Despite World Renown, James Jamerson Still Isn’t In The South Carolina Music Hall of Fame

James Jamerson

By Barney Blakeney

Perhaps one of the most talented and innovative bass players in modern history was Edisto Island native James Jamerson. He played on most of the Motown Records hits of the 1960s and 1970s. And while Jamerson is recognized among the best to ever play the electric bass guitar, the distinction of being inducted into the South Carolina Music Hall of Fame continues to elude him. On October 28, Jamerson, along with vocalist Ann Caldwell, was inducted into the Charleston Lowcountry Music Hall of Fame and November 9 he was inducted into the Carolina Beach Music Hall of Fame.

For the past 21 years vocalist Anthony McKnight, Jamerson’s cousin, has sought to get recognition for Jamerson. As a member of Motown’s famous studio musicians who became known as “The Funk Brothers”, Jamerson played on most of the label’s history-making recordings. He is regarded as one of the most influential bass players in modern music history and was inducted into the Rock and Roll Hall of Fame in 2000. As a session musician, he played on 30 Billboard #1 hits, as well as over 70 R&B #1 hits, more than any other bass player in both categories. He eventually performed on nearly 30 #1 pop hits – surpassing the record commonly attributed to The Beatles. On the R&B charts, nearly 70 of his performances went to the top.

Born and raised on Edisto Island on 1936, Jamerson moved to Detroit, Michigan with his mother in 1954. In a 2015 magazine article, College of Charleston senior J.L. Zemp chronicled Jamerson’s development as a musician who from childhood had experimented with multiple instruments, even teaching himself to play piano at age 10. Zemp quoted Charleston Jazz Initiative founder Dr. Karen Chandler who said, “Jamerson’s childhood musical meanderings led him to study and come up with an approach to his instrument that became the foundation for modern bass playing.”

Anthony McKnight with Jamerson’s Lowcountry Music Hall of Fame award

Jamerson continued performing in Detroit clubs after graduating from high school, and his solid reputation started providing him opportunities for sessions at various local recording studios. Starting in 1959, he found steady work at Berry Gordy‘s Hitsville U.S.A. studio, the home of Motown. Eventually, Jamerson was put on retainer with Motown for $1,000 a week, about $7,037 in 2017 dollars.

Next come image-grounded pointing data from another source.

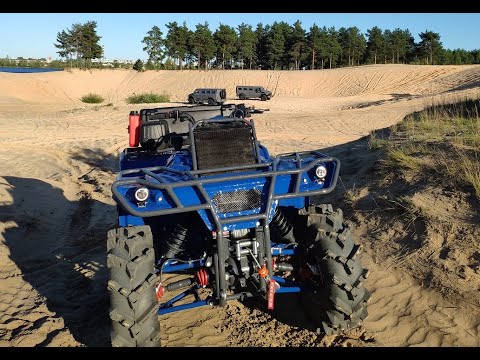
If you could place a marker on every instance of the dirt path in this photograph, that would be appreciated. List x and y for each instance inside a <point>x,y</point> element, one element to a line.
<point>58,159</point>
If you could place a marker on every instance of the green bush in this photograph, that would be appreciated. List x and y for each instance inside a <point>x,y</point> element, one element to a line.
<point>147,98</point>
<point>138,65</point>
<point>92,98</point>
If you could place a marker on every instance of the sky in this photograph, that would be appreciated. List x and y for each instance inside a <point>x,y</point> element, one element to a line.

His work includes Motown hits such as “You Can’t Hurry Love” by The Supremes, “My Girl” by The Temptations, “Shotgun” by Jr. Walker & the All Stars, “For Once in My Life,” “I Was Made To Love Her” by Stevie Wonder, “Going to a Go-Go” by The Miracles, “Dancing in the Street” by Martha and the Vandellas, “I Heard It Through the Grapevine” by Gladys Knight and the Pips, and later by Marvin Gaye, and most of the album What’s Going On by Marvin Gaye, “Reach Out I’ll Be There” and “Bernadette” by the Four Tops.

Jamerson is noted for expanding the musical style and role of bass-playing in the popular music of the time. He created melodic lines that were still very tightly locked with the drum groove. His bass playing was considered an integral part of the “Motown Sound“. Jamerson died in 1983.

McKnight said Jamerson’s inclusion on the Hollywood Walk Of Fame as a member of the “Funk Brothers” is an indication that his failure to be honored by the South Carolina Music Hall of Fame can’t be an oversight.